Nécrologie
Sidney Rittenberg (chinois : 李敦白; pinyin: Lǐ Dūnbái), premier citoyen américain à adhérer au Parti communiste chinois (PCC), est mort le 24 août 2019. À la fois journaliste, universitaire et linguiste sinisant, il vécut en Chine de 1944 à 1980 où il collabora étroitement avec Mao Tsé-toung, Chu Teh, Chou en-lai et d'autres dirigeants du PCC.
Mao Tsé-toung et Chu Teh |
Chou en-la |
Pendant la Révolution chinoise, il a été aux côtés de ces hauts dirigeants communistes à Yan'an. Il fut un témoin direct d'une bonne part de ce qui s'est passé au sommet du PCC, et a connu personnellement bon nombre de ses dirigeants. Par la suite, il fut incarcéré en isolement à deux reprises, pendant un total de 16 ans, dont six (1949-1955) parce que Staline le considérait comme un espion américain, et dix autres (1968-1977) pour s'être attiré les foudres de la femme de Mao, Jiang Qing, pendant le chaos de la Révolution culturelle. [1]
Ayant perdu ses illusions quant à l'idéologie communiste, il s'en retourna aux États-Unis où ses relations et son expérience chinoises lui permirent de diriger un cabinet de conseil qui lui rapporta des millions de dollars.
Dans son autobiographie, The Man who Stayed Behind (Celui qui est resté en arrière), Rittenberg raconte comment il acquit une connaissance du chinois qui lui permit d'interpréter des dirigeants de la Révolution communiste chinoise.

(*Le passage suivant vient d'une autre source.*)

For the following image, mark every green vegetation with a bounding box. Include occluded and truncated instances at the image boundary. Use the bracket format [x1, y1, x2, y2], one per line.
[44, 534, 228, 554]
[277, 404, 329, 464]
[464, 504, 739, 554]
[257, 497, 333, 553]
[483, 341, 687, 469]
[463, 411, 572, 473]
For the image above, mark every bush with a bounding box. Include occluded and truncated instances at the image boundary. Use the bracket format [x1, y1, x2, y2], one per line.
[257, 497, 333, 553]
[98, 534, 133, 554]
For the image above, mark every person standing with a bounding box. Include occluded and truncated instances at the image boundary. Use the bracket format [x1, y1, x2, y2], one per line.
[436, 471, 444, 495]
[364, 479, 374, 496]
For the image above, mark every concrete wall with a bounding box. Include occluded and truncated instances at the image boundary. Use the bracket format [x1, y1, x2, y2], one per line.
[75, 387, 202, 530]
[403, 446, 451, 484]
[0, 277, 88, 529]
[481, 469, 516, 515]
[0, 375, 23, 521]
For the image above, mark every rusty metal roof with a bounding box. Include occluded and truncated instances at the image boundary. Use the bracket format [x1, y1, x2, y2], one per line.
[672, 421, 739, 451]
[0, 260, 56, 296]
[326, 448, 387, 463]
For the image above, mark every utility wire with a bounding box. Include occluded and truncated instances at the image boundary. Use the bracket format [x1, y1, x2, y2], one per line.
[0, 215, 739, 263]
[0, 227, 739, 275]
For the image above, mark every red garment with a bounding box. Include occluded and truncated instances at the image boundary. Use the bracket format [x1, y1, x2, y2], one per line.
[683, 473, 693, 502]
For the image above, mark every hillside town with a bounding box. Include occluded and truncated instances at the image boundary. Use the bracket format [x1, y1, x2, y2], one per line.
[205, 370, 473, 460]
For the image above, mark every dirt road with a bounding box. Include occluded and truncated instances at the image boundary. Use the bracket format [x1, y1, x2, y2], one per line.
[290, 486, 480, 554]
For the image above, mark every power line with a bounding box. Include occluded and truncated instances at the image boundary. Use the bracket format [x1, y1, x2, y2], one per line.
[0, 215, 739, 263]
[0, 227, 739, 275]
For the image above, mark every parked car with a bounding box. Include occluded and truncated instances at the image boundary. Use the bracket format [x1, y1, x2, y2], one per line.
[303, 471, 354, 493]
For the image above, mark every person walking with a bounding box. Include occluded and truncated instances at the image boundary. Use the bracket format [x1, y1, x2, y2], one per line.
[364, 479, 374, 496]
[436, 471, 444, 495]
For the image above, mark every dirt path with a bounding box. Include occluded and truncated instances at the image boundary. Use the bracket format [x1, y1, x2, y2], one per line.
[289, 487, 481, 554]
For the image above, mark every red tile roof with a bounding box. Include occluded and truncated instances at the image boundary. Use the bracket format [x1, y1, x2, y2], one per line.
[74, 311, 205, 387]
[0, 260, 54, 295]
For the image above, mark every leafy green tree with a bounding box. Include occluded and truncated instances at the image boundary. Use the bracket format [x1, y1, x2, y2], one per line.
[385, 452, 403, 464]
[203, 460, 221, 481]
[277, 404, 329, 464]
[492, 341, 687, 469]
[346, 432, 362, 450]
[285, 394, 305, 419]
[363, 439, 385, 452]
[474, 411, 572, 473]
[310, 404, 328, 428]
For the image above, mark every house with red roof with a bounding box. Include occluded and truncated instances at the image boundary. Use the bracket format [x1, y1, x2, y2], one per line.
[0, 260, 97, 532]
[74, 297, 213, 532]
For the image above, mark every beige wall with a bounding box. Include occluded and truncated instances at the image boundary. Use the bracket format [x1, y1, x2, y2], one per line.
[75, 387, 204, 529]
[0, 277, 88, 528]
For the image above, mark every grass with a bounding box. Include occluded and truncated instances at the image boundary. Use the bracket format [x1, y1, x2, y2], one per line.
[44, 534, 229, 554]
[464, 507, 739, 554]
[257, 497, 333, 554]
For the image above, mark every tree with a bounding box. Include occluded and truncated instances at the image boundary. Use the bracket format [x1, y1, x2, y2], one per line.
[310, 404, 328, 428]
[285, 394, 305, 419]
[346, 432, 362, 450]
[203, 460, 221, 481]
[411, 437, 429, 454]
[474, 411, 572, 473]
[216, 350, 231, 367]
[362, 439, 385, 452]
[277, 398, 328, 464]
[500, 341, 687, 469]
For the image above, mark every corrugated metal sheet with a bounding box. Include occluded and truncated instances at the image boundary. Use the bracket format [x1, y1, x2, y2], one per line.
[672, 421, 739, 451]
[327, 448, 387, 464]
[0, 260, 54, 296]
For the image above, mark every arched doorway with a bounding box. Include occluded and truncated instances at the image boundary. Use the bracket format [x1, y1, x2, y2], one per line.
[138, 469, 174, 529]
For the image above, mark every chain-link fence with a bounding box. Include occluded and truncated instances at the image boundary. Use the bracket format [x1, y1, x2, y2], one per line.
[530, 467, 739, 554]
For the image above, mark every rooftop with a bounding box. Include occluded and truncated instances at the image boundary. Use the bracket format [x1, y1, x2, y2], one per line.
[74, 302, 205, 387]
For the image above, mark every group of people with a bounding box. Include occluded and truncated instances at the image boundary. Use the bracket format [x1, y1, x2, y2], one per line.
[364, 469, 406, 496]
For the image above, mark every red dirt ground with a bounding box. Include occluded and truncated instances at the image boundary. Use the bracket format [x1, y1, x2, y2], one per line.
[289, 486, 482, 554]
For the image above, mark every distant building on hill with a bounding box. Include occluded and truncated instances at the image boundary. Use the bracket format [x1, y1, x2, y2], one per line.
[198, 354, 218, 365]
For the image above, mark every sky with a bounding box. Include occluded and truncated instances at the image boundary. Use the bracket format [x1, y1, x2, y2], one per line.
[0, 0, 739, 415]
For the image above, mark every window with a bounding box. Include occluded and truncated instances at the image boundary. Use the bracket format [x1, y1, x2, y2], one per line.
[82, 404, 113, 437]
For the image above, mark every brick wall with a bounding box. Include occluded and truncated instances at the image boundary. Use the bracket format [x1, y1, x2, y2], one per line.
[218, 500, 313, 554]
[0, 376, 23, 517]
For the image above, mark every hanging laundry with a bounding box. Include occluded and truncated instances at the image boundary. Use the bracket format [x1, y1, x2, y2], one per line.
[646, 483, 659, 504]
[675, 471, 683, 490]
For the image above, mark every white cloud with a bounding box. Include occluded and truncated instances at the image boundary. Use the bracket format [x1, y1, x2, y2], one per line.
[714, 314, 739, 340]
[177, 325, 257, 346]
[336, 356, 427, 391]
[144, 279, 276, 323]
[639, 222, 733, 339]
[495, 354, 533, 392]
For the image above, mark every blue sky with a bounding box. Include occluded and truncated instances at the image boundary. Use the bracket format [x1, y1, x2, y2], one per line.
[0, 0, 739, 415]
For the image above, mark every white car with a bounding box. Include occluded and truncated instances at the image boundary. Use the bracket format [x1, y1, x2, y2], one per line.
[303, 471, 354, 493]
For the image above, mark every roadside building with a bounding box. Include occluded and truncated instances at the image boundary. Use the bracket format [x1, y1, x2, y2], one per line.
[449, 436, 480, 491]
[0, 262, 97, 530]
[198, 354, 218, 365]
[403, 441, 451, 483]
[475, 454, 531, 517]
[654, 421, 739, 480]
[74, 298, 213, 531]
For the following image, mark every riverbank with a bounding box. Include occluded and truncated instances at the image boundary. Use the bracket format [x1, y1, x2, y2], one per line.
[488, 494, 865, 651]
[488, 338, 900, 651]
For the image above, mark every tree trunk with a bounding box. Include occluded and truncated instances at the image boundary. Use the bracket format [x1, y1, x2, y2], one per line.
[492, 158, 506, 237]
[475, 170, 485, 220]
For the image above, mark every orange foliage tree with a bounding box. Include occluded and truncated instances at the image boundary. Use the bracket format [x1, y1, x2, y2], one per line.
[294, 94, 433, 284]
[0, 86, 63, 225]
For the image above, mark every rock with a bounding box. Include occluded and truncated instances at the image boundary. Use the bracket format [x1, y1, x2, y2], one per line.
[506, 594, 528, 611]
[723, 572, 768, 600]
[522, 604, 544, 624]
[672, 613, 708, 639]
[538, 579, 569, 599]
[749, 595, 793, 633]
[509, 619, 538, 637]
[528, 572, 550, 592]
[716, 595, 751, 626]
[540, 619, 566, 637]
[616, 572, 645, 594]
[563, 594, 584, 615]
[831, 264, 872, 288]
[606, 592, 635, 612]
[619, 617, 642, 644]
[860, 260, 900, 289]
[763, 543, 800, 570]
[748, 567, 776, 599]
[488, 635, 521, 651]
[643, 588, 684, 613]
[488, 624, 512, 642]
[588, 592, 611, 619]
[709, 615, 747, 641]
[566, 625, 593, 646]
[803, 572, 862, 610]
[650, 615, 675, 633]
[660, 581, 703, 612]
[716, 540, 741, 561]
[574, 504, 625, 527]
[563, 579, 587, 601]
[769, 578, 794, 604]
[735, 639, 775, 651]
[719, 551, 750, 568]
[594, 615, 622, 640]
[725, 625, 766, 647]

En 1942, Rittenberg fut mobilisé et affecté à l'armée américaine en Chine. On lui fit apprendre le japonais. Mais, certain que le Japon allait perdre la guerre, il n'entendait pas passer son temps dans ce pays, au service des autorités américaines d'occupation. « Je parvins à bifurquer vers un cours de chinois » explique-t-il, et après avoir étudié le chinois à Stanford pendant un an, il fut affecté en qualité de spéciste de la langue chinoise à Kunming, en Chine méridionale.

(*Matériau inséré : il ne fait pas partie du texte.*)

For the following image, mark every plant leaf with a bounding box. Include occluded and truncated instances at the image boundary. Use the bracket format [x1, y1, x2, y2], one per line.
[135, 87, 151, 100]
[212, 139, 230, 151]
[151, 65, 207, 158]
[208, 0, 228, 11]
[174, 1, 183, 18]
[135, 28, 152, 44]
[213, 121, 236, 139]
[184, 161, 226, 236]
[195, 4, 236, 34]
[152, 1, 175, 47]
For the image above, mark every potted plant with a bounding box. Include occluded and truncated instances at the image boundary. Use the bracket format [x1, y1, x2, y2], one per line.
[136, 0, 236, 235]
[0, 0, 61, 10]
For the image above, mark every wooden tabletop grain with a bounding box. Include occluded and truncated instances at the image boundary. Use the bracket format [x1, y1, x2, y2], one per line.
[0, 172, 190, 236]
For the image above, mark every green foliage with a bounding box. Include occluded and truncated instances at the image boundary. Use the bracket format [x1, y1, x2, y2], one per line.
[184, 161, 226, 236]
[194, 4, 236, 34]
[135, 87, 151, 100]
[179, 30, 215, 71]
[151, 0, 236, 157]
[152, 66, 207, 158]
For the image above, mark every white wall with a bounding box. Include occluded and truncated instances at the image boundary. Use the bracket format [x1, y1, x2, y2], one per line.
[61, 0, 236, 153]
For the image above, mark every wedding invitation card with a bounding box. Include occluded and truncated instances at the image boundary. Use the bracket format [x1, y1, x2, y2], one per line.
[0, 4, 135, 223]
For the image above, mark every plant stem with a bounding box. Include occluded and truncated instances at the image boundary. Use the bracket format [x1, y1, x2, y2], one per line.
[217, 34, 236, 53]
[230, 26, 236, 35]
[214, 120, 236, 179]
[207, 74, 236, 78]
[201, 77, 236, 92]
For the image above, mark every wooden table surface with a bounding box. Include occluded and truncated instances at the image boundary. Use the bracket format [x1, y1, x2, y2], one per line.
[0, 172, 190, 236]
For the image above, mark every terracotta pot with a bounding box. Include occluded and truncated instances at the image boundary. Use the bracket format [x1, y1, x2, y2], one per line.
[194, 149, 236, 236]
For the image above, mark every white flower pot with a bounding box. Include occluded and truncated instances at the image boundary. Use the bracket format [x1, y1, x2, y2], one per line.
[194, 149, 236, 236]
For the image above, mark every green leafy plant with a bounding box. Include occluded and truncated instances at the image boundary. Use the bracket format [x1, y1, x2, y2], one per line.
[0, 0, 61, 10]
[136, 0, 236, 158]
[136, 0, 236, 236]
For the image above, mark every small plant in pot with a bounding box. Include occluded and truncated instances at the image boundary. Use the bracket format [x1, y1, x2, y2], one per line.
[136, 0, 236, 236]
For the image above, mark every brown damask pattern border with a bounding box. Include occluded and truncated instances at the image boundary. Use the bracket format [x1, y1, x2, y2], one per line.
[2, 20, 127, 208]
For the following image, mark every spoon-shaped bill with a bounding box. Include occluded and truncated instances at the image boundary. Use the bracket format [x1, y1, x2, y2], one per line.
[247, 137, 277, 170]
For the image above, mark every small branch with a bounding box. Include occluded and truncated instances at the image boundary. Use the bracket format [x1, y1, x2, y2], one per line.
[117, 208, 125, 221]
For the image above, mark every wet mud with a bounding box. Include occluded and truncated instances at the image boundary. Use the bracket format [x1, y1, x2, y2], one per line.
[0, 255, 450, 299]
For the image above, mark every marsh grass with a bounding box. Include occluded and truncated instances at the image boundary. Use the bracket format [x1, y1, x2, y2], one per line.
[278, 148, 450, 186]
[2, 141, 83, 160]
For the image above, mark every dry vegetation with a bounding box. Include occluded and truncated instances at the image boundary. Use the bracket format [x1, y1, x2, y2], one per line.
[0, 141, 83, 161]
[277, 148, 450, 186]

Expliquant comment il s'est épris du mandarin, Rittenberg écrit : « en tant qu'élève d'une école préparatoire [aux États-Unis], j'étais premier de classe en français et en latin. À l'université, j'étais très bon en allemand. Mais, rien ne m'avait jamais autant passionné que le chinois. Pour moi, étudier le chinois, c'était comme franchir la petite porte d'Alice pour entrer au Pays des merveilles. [2] En chinois, avec son écriture à base d'images, un mot non seulement signifie ce qu'il signifie, mais est ce qu'il signifie. Le mot « beauté » signifiait beauté, bien sûr. Mais, pas seulement beauté. Il signifiait être beau, embellir, penser à la beauté. Le mot lui-même était beauté. En chinois, un mot pouvait sauter dans tous les sens, comme une reine sur un échiquier, comme aucun système alphabétique ne permettra jamais de le faire. Il n'y avait pas de déclinaisons, ni d'absolus ablatifs pour l'en empêcher. Les sons eux aussi ne ressemblaient à aucun de ceux que j'avais entendus jusque-là. Un même mot peut avoir des sens différents selon la façon dont il est accentué, comme les notes d'un carillon [3]. Nuit après nuit, je me tenais assis près de mon instructeur, dans le sous-sol d'un immeuble du quartier chinois de San Francisco, lui criant des syllabes, en tentant d'apprendre à accorder les notes de ce carillon. »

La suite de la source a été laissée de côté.